L’Américain Harold Julien, unique survivant du crash très grièvement brûlé, va confier aux policiers britanniques, avant de décéder, qu’une explosion à bord avait précédé le drame.
En 2017, un rapport confidentiel des Nations unies conclut que les circonstances de la mort du secrétaire général d’origine suédoise ne sont pas accidentelles mais criminelles.

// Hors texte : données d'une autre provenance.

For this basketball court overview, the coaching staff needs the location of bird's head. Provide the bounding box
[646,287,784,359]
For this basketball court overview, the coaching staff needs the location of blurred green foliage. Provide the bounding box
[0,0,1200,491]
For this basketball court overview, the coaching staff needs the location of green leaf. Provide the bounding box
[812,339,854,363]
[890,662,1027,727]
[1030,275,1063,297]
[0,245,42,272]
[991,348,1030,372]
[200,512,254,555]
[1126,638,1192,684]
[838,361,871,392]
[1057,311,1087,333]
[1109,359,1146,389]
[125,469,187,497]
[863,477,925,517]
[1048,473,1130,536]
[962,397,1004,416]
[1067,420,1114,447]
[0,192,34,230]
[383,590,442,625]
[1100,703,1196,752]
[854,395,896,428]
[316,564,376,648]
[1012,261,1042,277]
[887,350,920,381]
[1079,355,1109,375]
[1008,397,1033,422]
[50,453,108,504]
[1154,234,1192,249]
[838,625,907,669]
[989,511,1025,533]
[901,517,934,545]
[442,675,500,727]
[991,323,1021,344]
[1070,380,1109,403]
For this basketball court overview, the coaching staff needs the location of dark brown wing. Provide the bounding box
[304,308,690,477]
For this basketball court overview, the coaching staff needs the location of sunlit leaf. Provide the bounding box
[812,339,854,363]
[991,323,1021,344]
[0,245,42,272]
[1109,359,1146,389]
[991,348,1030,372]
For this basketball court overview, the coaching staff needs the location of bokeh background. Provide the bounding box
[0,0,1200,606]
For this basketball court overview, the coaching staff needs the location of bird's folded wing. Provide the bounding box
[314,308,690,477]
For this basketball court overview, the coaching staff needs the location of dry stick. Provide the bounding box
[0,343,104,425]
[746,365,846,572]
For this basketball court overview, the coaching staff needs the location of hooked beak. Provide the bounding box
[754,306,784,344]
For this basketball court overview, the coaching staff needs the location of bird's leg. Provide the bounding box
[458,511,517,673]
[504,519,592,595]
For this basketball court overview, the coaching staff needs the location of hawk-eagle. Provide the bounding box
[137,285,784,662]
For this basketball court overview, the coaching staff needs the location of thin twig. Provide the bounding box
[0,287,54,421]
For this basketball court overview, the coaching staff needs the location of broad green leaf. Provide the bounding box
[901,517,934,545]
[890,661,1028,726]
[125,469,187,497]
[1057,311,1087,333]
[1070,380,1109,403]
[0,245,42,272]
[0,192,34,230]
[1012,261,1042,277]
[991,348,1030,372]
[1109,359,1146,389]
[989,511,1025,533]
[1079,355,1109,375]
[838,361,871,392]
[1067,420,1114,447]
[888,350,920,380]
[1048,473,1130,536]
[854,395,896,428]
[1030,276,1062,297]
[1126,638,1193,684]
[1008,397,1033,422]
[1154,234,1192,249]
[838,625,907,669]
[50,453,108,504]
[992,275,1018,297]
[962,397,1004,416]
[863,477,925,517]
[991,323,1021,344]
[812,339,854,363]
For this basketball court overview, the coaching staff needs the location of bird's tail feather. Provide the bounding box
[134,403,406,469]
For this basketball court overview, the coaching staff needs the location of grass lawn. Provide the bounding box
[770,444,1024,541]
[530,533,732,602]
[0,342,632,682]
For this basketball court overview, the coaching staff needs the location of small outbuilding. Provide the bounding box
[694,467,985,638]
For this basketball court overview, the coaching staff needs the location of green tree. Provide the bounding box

Même si on ne connait pas aujourd’hui l’identité exacte de l’assassin de monsieur H, il est désormais clair que Dag Hammarskjöld a été tué par les forces de l’impérialisme qui soutenait la sécession du Katanga et voulait faire main basse sur ses richesses. C’est un complot qui a mêlé à la fois la France, la Belgique et l’Afrique du Sud. Il y avait en réalités plusieurs complots en parallèles pour l’éliminer.
Notons qu’à la découverte du corps de monsieur H, on va remarquer des éléments inhabituels : une carte de jeu (un as de pique) dans le col de sa chemise, son corps n’était pas brûlé comme celui des autres victimes mais il avait un petit trou dans le front. A-t-il été achevé par balle après le crash ?
Un témoin affirme avoir vu des mercenaires blancs armés sur les lieux du drame, immédiatement après le crash. La majorité des témoins oculaires de ce drame sont décédés aujourd’hui ; il ne reste plus qu’un seul témoin vivant.
Dès le lendemain de la mort de monsieur H, le Premier ministre congolais Cyrille Adoula avait accusé les impérialistes occidentaux d’avoir tué Hammarskjöld et il avait décrété un jour de deuil national. Il avait vu juste.